Edited to add: O.K., I think I understand what you're trying to do. You have a command that either (1) outputs out all the files in a specified directory (and any subdirectories and so on), one per line, or (2) outputs the contents of a file, where the contents of that file is a list of files, one per line. So in either case, it's outputting a list of files, one per line. And you're piping that list into this command:
sed -n '
{
# /[<num>[.]] <artist> - <title>.ext
s:/\([0-9]\+.\? \+\)\?\([^/]*\) \+- \+\([^/]*\)\.[A-Z0-9]*$:\0\t\2\t\3:pi
t
# /<artist> - <album>[/(Disc|Side) <name>]/[<ABnum>[.]] <title>.ext
s:/\([^/]*\) \+- \+\([^/]*\)\(/\(disc\|side\) [0-9A-Z][^/]*\)\?/\([A-H]\?[A0-9]\?[0-9].\? \+\)\?\([^/]*\)\.[A-Z0-9]*$:\0\t\1\t\6:pi
t
# /[<ABnum>[.]] <name>.ext
s:/\([A-H]\?[A0-9]\?[0-9].\? \+\)\?\([^/]*\)\.[A-Z0-9]*$:\0\t\t\2:pi
}
'
which runs a sed script over that list. What you want is for all of the replacement-strings to change from \0\t... to \0\tBPM\t..., where BPM is the BPM number computed from your command. Right? And you need to compute that BPM number separately for each file, so instead of relying on seds implicit line-by-line looping, you need to handle the looping yourself, and process one line at a time. Right?
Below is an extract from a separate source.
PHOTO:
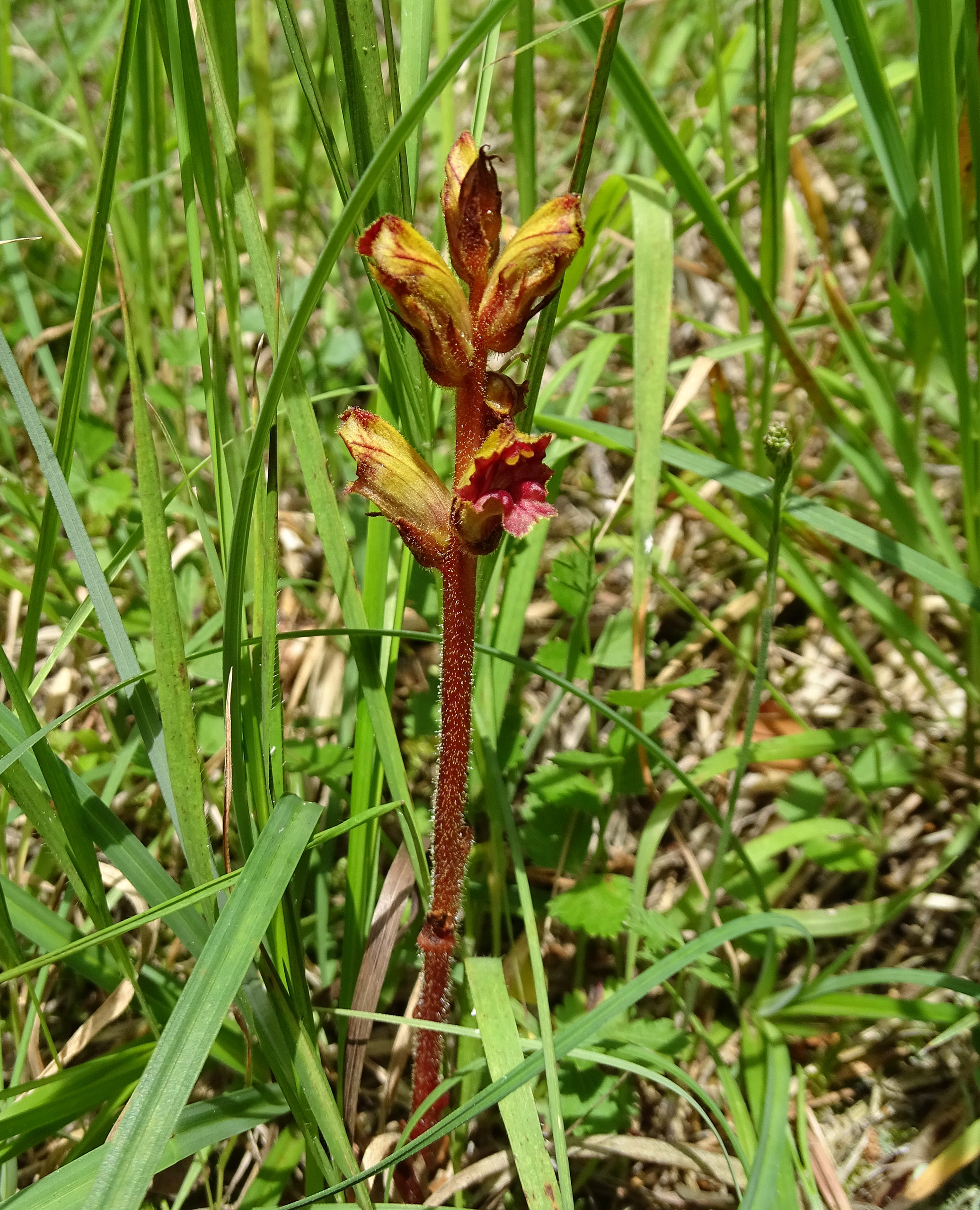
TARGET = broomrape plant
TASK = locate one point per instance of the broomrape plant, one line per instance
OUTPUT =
(499, 481)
So, you should change the above command to this:
while read -r LINE ; do # loop over the lines, saving each one as "$LINE"
BPM=$(id3v2 -l "$LINE" | grep TBPM | cut -D: -f2) # save BPM as "$BPM"
sed -n '
{
# /[<num>[.]] <artist> - <title>.ext
s:/\([0-9]\+.\? \+\)\?\([^/]*\) \+- \+\([^/]*\)\.[A-Z0-9]*$:\0\t'"$BPM"'\t\2\t\3:pi
t
# /<artist> - <album>[/(Disc|Side) <name>]/[<ABnum>[.]] <title>.ext
s:/\([^/]*\) \+- \+\([^/]*\)\(/\(disc\|side\) [0-9A-Z][^/]*\)\?/\([A-H]\?[A0-9]\?[0-9].\? \+\)\?\([^/]*\)\.[A-Z0-9]*$:\0\t'"$BPM"'\t\1\t\6:pi
t
# /[<ABnum>[.]] <name>.ext
s:/\([A-H]\?[A0-9]\?[0-9].\? \+\)\?\([^/]*\)\.[A-Z0-9]*$:\0\t'"$BPM"'\t\t\2:pi
}
' <<<"$LINE" # take $LINE as input, rather than reading more lines
done
(where the only change to the sed script itself was to insert '"$BPM"'\t in a few places to switch from single-quoting to double-quoting, then insert the BPM, then switch back to single-quoting and add a tab).